Prefiere reprimirlos o negarlos, y es por esto que al
cuerpo no le alcanza con susurrar, tiene que decirnos
o, directamente gritarnos.
Nuestras dolencias y sus síntomas son mensajes
y hay que aprender a interpretarlos.
Cada enfermedad es, en primer lugar, una manifestación
de nuestra situación vincular en el aquí
y ahora. Nos dice siempre algo con respecto a las
circunstancias y las relaciones que estamos viviendo.
El para qué de la Enfermedad
La enfermedad humana no tiene nunca un solo por qué
(los por qué son multifacéticos)
pero tiene siempre un para qué, que
es lo que le da un profundo sentido. Cada enfermedad es
una propuesta para el darse cuenta aunque
esconde, también, un intento de evasión
de esta misma propuesta de comprensión, una tendencia
al repliegue, un acomodarse en algún pseudo beneficio
secundario del estar enfermo. En lo más profundo,
es una propuesta de transformación, de crecimiento
y de conversión.
Cada enfermedad nos muestra el intento de atrincherarnos
en la impotencia irresponsable o en la omnipotencia hiperresponsable,
así como en alguna de las infinitas evasiones,
propias, a nuestra condición humana. Redundando,
es al mismo tiempo un intento de sinceramiento consigo
mismo y de superación.
Si nos atrevemos a escuchar lo que la enfermedad nos quiere
decir, podremos ir transformando nuestro modo de ser y
nuestro modo de vincularnos; el modo de enfrentar los
obstáculos que nos presenta la vida para nuestro
crecimiento. Curarnos es ser fieles a nuestra libertad
interior, reorientarnos y convertirnos auténticamente
en nosotros mismos.
Siempre, en lo más profundo de cualquier figura
clínica, si sabemos buscarla, hallaremos la enfermedad
única (el miedo al vínculo) sobre la cual
se articulan todas las otras manifestaciones del enfermar,
porque las emociones que más profundamente actúan
en el hombre, frenando su libertad, su espontaneidad,
su creatividad y su responsabilidad, son las culpas inauténticas
y los pánicos
Estas son las emociones que nos anclan y es nuestra cultura,
tan profundamente culpógena, la que promueve en
nosotros ataduras de este tipo. Paralizados y detenidos
por múltiples mandatos, inconscientemente cargados
de tales emociones, nos enfermamos y los síntomas
de nuestro enfermar son nada más que señales de estos lazos, que nos impiden progresar en los vínculos,
en el camino de elevación y transformación
existencial.
Permanecer quieto y tener dificultad o imposibilidad de
algo, es enfermar, como se ha dicho, y ese algo es siempre
en el fondo una dificultad o una imposibilidad humana
de progresar en el camino de Personificación Integrativa.

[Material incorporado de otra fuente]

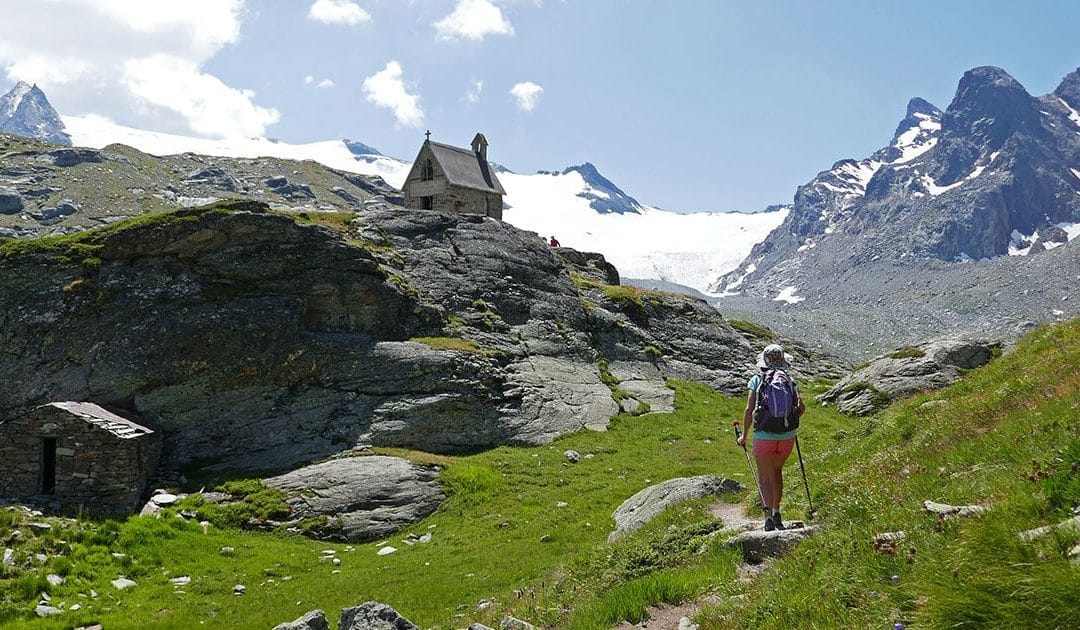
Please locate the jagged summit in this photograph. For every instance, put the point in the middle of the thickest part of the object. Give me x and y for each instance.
(604, 196)
(25, 110)
(1068, 90)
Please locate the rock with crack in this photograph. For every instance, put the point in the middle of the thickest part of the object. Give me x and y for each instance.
(907, 371)
(313, 620)
(647, 504)
(374, 616)
(758, 546)
(362, 498)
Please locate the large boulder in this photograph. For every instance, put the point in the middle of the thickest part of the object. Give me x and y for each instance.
(11, 201)
(907, 371)
(647, 504)
(363, 498)
(758, 545)
(437, 332)
(374, 616)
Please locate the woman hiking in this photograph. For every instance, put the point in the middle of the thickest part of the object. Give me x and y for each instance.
(774, 406)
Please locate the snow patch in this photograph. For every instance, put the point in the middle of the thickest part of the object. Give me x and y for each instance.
(934, 189)
(787, 294)
(691, 250)
(1074, 115)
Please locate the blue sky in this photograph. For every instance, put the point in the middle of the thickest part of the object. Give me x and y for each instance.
(686, 104)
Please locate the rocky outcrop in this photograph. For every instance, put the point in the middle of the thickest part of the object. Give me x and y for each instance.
(907, 371)
(374, 616)
(257, 339)
(758, 546)
(362, 498)
(649, 503)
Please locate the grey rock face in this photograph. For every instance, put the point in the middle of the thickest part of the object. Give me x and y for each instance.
(374, 616)
(313, 620)
(208, 324)
(758, 545)
(922, 367)
(364, 498)
(11, 201)
(647, 504)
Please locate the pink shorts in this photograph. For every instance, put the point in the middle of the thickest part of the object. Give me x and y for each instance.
(773, 447)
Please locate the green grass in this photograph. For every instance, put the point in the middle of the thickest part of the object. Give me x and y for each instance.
(1008, 436)
(487, 540)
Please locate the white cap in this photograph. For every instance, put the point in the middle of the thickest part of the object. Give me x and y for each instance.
(773, 356)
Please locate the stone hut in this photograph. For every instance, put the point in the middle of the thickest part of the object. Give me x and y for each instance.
(454, 179)
(77, 454)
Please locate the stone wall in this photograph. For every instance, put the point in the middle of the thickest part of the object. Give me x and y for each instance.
(447, 198)
(95, 469)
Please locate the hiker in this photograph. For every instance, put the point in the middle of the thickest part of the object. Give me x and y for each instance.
(775, 421)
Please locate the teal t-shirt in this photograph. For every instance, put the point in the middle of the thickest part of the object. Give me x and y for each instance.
(755, 381)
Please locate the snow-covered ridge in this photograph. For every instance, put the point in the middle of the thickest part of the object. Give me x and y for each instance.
(11, 102)
(640, 241)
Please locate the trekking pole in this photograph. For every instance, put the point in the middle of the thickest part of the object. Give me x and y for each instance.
(805, 483)
(752, 471)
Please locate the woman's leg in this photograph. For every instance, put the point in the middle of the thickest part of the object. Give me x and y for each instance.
(765, 478)
(771, 467)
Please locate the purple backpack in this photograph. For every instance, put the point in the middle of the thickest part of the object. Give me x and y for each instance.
(778, 401)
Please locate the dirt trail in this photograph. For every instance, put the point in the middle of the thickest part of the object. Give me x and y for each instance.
(669, 617)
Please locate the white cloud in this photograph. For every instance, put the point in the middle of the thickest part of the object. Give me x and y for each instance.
(387, 89)
(210, 106)
(343, 12)
(310, 80)
(472, 94)
(135, 62)
(527, 95)
(473, 19)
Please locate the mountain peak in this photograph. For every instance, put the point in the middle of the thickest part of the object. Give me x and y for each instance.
(25, 110)
(1069, 89)
(921, 106)
(603, 196)
(977, 83)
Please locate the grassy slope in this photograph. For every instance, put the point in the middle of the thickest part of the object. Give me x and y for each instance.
(1009, 436)
(473, 554)
(867, 477)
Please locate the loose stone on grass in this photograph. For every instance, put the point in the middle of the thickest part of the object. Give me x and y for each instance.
(312, 620)
(946, 511)
(374, 616)
(123, 582)
(514, 624)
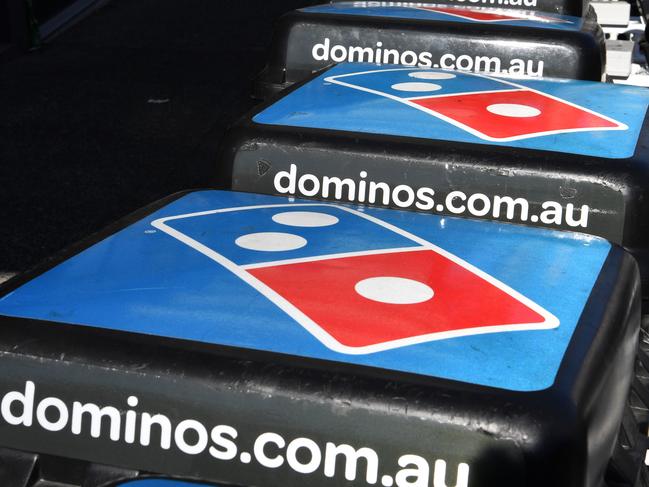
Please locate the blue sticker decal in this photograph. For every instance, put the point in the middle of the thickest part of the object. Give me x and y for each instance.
(382, 288)
(577, 117)
(450, 13)
(160, 483)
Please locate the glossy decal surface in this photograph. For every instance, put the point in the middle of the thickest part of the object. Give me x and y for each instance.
(160, 483)
(446, 13)
(577, 117)
(473, 301)
(391, 290)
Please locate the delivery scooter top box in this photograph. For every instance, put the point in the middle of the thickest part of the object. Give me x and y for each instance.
(251, 339)
(577, 8)
(476, 39)
(562, 154)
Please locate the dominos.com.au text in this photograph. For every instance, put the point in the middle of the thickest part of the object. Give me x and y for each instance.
(325, 51)
(269, 450)
(455, 202)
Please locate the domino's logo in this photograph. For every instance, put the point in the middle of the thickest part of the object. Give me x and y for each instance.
(486, 14)
(491, 109)
(357, 283)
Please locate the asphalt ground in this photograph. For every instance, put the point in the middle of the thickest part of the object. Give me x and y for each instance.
(125, 107)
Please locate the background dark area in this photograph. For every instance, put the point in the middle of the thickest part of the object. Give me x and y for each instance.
(123, 108)
(45, 9)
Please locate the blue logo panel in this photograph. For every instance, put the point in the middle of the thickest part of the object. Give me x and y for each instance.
(189, 271)
(160, 483)
(577, 117)
(446, 13)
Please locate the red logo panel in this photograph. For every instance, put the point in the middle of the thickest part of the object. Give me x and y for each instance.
(515, 114)
(345, 298)
(486, 15)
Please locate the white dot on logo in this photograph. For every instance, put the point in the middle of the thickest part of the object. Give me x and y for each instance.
(513, 110)
(270, 241)
(418, 86)
(431, 75)
(394, 290)
(305, 219)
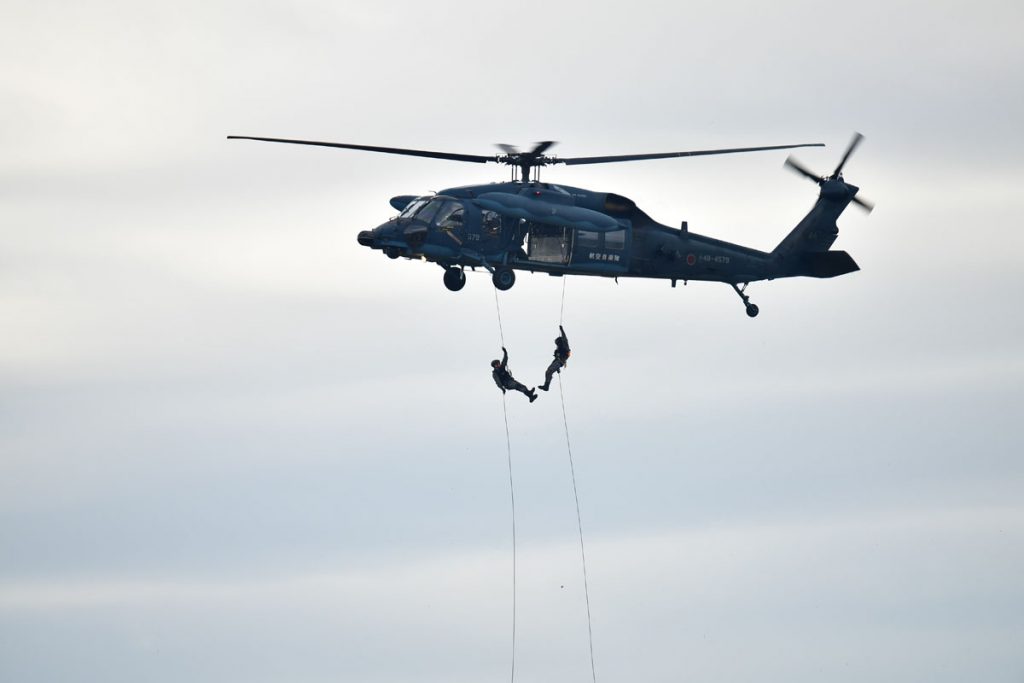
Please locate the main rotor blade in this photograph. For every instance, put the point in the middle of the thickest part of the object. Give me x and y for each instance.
(366, 147)
(863, 204)
(669, 155)
(799, 168)
(541, 147)
(857, 137)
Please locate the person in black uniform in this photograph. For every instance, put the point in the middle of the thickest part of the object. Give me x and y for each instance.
(504, 379)
(562, 354)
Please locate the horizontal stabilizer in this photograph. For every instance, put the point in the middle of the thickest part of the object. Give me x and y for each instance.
(829, 263)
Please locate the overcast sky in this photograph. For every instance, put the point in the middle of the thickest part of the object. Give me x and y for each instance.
(237, 445)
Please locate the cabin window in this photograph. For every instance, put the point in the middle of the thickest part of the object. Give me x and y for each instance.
(614, 240)
(549, 244)
(588, 239)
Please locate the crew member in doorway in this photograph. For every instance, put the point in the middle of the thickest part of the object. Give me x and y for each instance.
(562, 354)
(504, 379)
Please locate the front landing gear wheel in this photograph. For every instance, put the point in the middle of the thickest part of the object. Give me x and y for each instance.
(504, 279)
(455, 279)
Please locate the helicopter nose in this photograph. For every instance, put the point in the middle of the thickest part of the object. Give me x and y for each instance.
(367, 239)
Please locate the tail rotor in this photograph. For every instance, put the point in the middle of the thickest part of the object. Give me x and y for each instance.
(835, 181)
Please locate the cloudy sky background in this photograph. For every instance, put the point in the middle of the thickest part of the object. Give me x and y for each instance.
(236, 445)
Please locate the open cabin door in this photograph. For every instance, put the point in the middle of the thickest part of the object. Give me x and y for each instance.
(549, 244)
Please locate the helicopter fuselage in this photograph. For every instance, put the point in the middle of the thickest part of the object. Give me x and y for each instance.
(543, 227)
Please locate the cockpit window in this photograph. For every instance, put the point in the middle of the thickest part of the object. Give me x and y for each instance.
(413, 207)
(428, 212)
(451, 216)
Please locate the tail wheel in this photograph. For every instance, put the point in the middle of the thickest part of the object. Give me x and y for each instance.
(455, 279)
(504, 279)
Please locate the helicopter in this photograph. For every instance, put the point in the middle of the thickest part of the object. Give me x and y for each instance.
(525, 224)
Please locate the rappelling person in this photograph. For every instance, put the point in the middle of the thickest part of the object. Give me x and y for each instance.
(504, 379)
(562, 354)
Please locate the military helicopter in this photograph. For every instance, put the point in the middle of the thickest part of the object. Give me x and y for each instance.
(525, 224)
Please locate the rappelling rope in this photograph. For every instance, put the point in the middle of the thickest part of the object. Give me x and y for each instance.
(508, 449)
(576, 495)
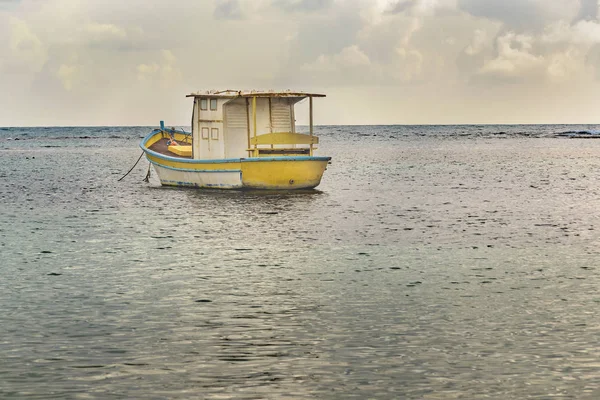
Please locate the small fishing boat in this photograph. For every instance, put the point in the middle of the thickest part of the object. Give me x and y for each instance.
(239, 139)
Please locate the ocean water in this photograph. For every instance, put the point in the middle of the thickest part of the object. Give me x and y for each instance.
(433, 262)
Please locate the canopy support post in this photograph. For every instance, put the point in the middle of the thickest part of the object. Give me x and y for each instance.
(254, 123)
(248, 123)
(311, 124)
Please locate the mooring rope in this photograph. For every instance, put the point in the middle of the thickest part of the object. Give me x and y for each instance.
(141, 155)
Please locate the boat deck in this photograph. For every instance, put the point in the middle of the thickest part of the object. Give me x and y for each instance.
(162, 147)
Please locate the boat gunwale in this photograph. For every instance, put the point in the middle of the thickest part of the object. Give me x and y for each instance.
(153, 153)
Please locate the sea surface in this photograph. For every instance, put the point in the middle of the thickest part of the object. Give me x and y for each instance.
(433, 262)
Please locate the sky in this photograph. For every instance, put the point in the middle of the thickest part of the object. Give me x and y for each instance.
(116, 62)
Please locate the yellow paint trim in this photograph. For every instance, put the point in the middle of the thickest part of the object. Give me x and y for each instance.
(284, 138)
(283, 174)
(184, 151)
(189, 165)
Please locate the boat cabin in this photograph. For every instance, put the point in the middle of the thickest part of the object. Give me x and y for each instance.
(236, 124)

Ahora bien, ¿cómo no va a ser enfermante
la crianza con modelos de educación basados en
premios y castigos? Esta cultura nuestra, en la que las
máximas maestrías se logran generalmente
en el arte del dominio de los unos sobre los otros, en
el arte de sojuzgar y del matar, así como en las
planificaciones de los genocidios.
Es necesario que iluminemos la enfermedad con una nueva
mirada que nos propone transformaciones y crecimiento.